The format of such ARN is:

arn:aws:s3:{aws_region}:{aws_account_id}:{bucket_name}

This information is purely optional and will be determined automatically if not provided.

S3 Bucket ARN

API Credentials

The TriggerMesh event source for Amazon S3 authenticates calls to the AWS API using AWS Access Keys. The page Understanding and getting your AWS credentials contains instructions to create access keys when signed-in either as the root user or as an IAM user. Take note of the Access Key ID and Secret Access Key, they will be used to create an instance of the event source.

It is considered a good practice to create dedicated users with restricted privileges in order to programmatically access AWS services. Permissions can be added or revoked granularly for a given IAM user by attaching IAM Policies to it.

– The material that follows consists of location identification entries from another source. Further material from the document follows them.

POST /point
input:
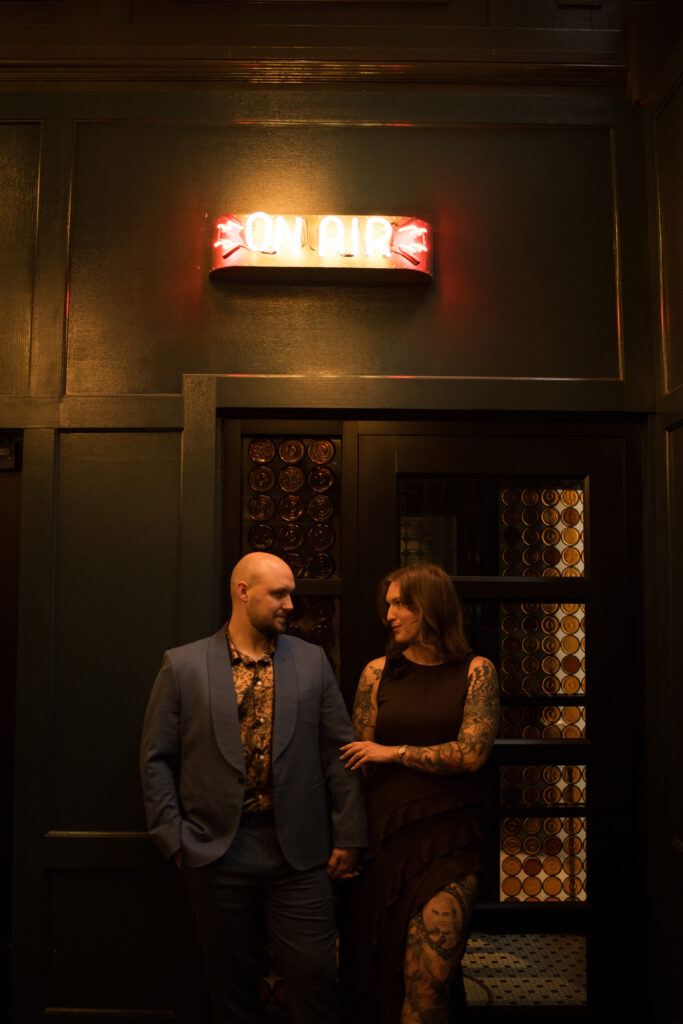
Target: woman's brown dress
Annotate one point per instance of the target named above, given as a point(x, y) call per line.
point(424, 833)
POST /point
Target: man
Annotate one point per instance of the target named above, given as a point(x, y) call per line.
point(245, 791)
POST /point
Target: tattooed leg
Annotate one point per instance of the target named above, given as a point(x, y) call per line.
point(434, 947)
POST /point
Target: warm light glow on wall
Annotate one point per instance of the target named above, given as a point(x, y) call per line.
point(283, 242)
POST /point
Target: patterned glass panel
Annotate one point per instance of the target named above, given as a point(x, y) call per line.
point(543, 784)
point(543, 649)
point(543, 859)
point(542, 529)
point(290, 500)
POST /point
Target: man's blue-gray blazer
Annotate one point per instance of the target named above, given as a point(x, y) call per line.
point(193, 765)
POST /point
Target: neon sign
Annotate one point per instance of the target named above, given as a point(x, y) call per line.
point(271, 247)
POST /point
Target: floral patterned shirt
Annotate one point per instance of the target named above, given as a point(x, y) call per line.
point(255, 693)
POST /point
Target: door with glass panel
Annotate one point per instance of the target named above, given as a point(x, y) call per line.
point(538, 526)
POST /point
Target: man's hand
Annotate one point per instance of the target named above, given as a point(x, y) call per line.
point(342, 862)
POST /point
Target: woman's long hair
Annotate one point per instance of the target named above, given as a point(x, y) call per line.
point(428, 592)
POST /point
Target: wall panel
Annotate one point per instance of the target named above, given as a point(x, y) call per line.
point(118, 528)
point(19, 167)
point(525, 282)
point(669, 150)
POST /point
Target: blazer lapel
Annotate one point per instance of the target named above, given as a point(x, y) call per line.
point(286, 693)
point(223, 701)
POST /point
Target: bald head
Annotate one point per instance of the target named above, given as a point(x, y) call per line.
point(261, 588)
point(256, 566)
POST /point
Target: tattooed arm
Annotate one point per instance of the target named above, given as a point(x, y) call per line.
point(467, 753)
point(365, 704)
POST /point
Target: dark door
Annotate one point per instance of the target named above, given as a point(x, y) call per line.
point(538, 526)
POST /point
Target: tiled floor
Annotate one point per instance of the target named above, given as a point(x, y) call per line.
point(525, 970)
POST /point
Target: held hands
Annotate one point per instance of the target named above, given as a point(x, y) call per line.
point(342, 862)
point(361, 752)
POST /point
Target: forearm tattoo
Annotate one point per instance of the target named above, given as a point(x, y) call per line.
point(365, 704)
point(477, 732)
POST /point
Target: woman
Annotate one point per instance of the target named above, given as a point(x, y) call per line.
point(425, 718)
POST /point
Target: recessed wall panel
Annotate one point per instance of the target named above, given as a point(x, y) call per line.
point(524, 283)
point(669, 144)
point(116, 603)
point(19, 166)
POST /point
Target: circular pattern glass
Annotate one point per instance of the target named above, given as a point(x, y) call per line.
point(510, 517)
point(322, 566)
point(291, 479)
point(511, 865)
point(570, 624)
point(511, 886)
point(291, 451)
point(321, 537)
point(290, 508)
point(295, 562)
point(261, 450)
point(511, 845)
point(570, 664)
point(261, 508)
point(321, 508)
point(291, 536)
point(552, 886)
point(552, 845)
point(321, 452)
point(261, 478)
point(321, 479)
point(261, 537)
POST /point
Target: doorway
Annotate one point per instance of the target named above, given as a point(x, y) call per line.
point(538, 522)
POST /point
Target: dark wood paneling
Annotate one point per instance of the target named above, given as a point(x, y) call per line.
point(524, 236)
point(118, 517)
point(669, 174)
point(19, 167)
point(89, 965)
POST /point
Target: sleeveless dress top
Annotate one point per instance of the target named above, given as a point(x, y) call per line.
point(424, 833)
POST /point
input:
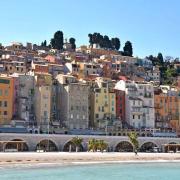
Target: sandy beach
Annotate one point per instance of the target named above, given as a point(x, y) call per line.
point(7, 159)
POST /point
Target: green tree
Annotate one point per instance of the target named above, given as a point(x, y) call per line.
point(58, 41)
point(128, 50)
point(72, 41)
point(77, 141)
point(115, 43)
point(134, 140)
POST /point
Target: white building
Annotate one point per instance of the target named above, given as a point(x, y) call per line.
point(139, 103)
point(73, 102)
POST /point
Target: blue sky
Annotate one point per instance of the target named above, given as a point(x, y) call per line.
point(151, 25)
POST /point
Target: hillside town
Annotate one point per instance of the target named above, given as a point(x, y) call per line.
point(86, 90)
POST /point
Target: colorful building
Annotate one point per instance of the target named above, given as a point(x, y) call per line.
point(120, 105)
point(102, 104)
point(42, 100)
point(166, 101)
point(6, 99)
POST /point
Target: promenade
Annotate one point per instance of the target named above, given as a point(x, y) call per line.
point(65, 158)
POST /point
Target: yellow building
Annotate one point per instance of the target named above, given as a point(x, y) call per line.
point(43, 100)
point(102, 104)
point(6, 99)
point(166, 101)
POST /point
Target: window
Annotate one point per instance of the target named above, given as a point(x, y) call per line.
point(45, 113)
point(5, 103)
point(97, 115)
point(6, 92)
point(102, 108)
point(139, 102)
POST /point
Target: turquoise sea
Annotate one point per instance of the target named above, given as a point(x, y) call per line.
point(132, 171)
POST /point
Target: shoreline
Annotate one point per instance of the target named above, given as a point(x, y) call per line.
point(34, 159)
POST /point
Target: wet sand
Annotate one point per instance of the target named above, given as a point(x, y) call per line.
point(61, 158)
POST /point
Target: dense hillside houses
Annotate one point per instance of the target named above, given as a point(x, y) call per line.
point(49, 89)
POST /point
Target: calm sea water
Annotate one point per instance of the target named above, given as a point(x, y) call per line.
point(141, 171)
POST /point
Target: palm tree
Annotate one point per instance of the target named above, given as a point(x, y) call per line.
point(102, 145)
point(77, 142)
point(92, 145)
point(134, 141)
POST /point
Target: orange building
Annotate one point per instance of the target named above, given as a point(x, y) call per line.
point(166, 102)
point(6, 99)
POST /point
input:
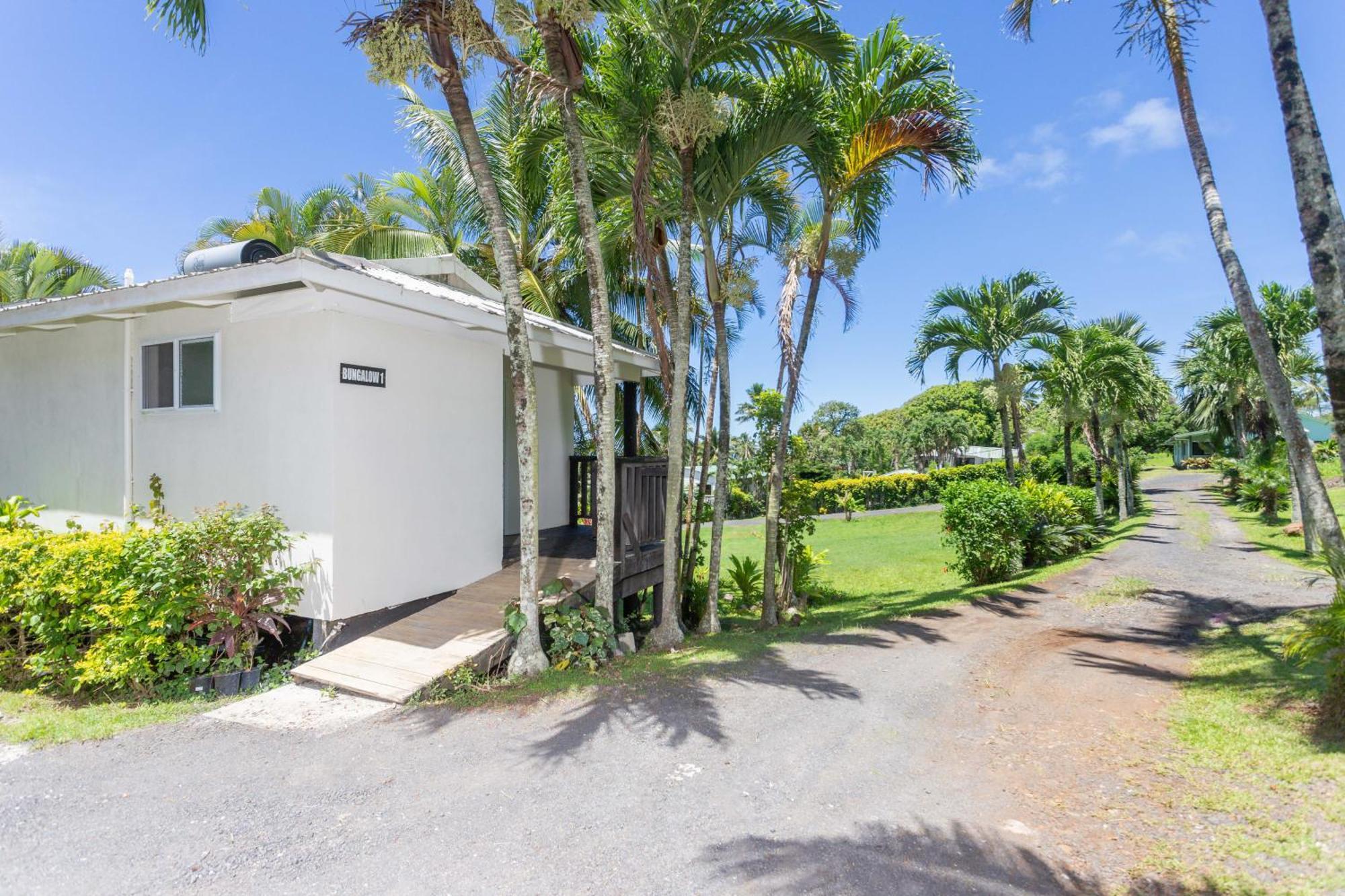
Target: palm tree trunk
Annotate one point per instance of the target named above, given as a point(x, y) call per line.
point(601, 311)
point(1122, 474)
point(1017, 430)
point(775, 481)
point(693, 553)
point(1277, 384)
point(711, 620)
point(1004, 424)
point(669, 631)
point(1320, 216)
point(528, 657)
point(1070, 454)
point(1096, 446)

As an example, the following policy contains only the permissions required by the Amazon S3 event source to operate:

{
    "Version": "2012-10-17",
    "Statement": [
        {
            "Sid": "S3SourceSetBucketConfig",
            "Effect": "Allow",
            "Action": [
                "s3:GetBucketNotification",
                "s3:PutBucketNotification"
            ],
            "Resource": "arn:aws:s3:::*"
        },
        {
            "Sid": "S3SourceConsumeMessages",
            "Effect": "Allow",
            "Action": [
                "sqs:GetQueueUrl",
                "sqs:ReceiveMessage",
                "sqs:DeleteMessage"
            ],
            "Resource": "arn:aws:sqs:*:*:*"
        }
    ]
}

Additionally, the following permissions are also required if you opt for letting the event source manage the SQS queue for you (see next section for more information):

{
    "Version": "2012-10-17",
    "Statement": [
        {
            "Sid": "S3SourceGetBucketLocation",
            "Effect": "Allow",
            "Action": [
                "s3:GetBucketLocation"
            ],
            "Resource": "arn:aws:s3:::*"
        },
        {
            "Sid": "S3SourceManageQueue",
            "Effect": "Allow",
            "Action": [
                "sqs:CreateQueue",
                "sqs:DeleteQueue",
                "sqs:GetQueueAttributes",
                "sqs:SetQueueAttributes",
                "sqs:GetQueueUrl",
                "sqs:ListQueueTags",
                "sqs:TagQueue"
            ],
            "Resource": "arn:aws:sqs:*:*:*"
        }
    ]
}

IAM Policy

SQS Queue (optional)

The TriggerMesh event source for Amazon S3 configures the S3 bucket to send event notifications to an Amazon SQS queue.

By default, the source creates and manages a SQS queue for that purpose on behalf of the user. An identity-based policy is set on that SQS queue to only accept messages originating from the configured S3 bucket.

Alternatively, in case you prefer not to delegate this responsibility to the event source, it is possible to provide your own SQS queue as an event destination. In this scenario, it is your own responsibility to configure the queue according to Amazon's documentation: Configuring a bucket for notifications.